The Shining Wire
Thu 30th Jul 2009 at 22:44:26
Box canvas 36x48” (90x120cm)

When Hazel woke in the early morning, Fiver wasn’t beside him in the burrow. He woke Bigwig and they both left the warren, following Fiver’s line through the wet grass, down towards the source of the brook. Fiver’s horror for Cowslip’s warren convinced him to leave and carry on the journey alone towards the hills.
After a furious reaction to some of Fiver’s words, Bigwig ran back to the warren dashing through a gap in the hedgerow and straight into a concealed snare.

The painting catches the moment when Hazel looked towards the brook while some of the other rabbits ran towards them. Blackberry was already beside him, studying the snare peg, driven into the ground. Bigwig laid still across the wire, his lips pulled back from the front teeth in a fixed snarl.

The woodland in the background represents Frith Copse (on the left) and High Wood, with the brook that runs between them.

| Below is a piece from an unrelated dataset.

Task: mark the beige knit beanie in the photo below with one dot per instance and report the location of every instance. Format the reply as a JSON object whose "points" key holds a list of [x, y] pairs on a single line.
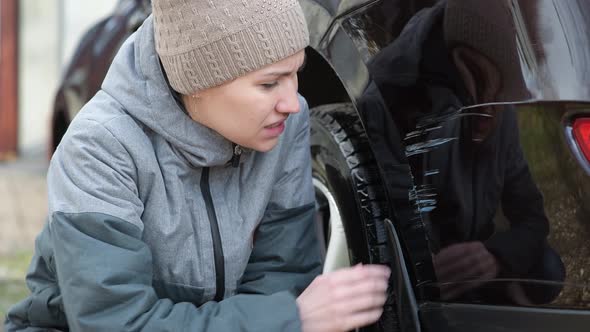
{"points": [[205, 43], [488, 27]]}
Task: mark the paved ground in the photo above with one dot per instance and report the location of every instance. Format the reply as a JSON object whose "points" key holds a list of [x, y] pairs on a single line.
{"points": [[23, 203]]}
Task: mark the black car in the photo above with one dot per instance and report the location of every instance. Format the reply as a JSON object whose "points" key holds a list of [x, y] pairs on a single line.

You can see on the left the very “acute point” that Cowslip crossed after inviting our rabbits to join his warren:

From Chapter 13: Hospitality

“The corner of the opposite wood turned out to be an acute point. Beyond it, the ditch and trees curved back again in a re-entrant, so that the field formed a bay with a bank running all the way round. It was evident now why Cowslip, when he left them, had gone among the trees. He had simply run in a direct line from their holes to his own, passing on his way through the narrow strip of woodland that lay between...

Shadows are south westwards, as described in Chapter 14 “Like Trees in November”:

The sun, risen behind the copse, threw long shadows from the trees south westwards across the field…

Part 1 The Journey
From Chapter 17: The Shining Wire

By kind permission of Richard Adams

The running knot had pulled tight and was buried in the fur behind his ear. The projecting point of one strand had lacerated his neck and drops of blood, dark and red as yew berries, welled one by one down his shoulder…
...Frenzied with distress, Hazel leapt out of the gap and squatted beside him. Bigwig’s eyes were closed and his lips pulled back from the long front teeth in a fixed snarl. He had bitten his lower lip and from this, too, the blood was running. Froth covered his jaws and chest…

...“Owsla – no good – biting wire. Peg – got to – dig out”...

...Bigwig was lying across the wire, which came out under his belly and seemed to disappear into the ground.
Hazel struggled with his own incomprehension…

...As he paused, perplexed, he found Blackberry at his shoulder. “Bigwig just spoke,” he said to him, “but I don’t think he can now. He said, “Dig out the peg.” What does that mean? What have we got to do?”
“Wait a moment,” said Blackberry. “Let me think and try not to be impatient”.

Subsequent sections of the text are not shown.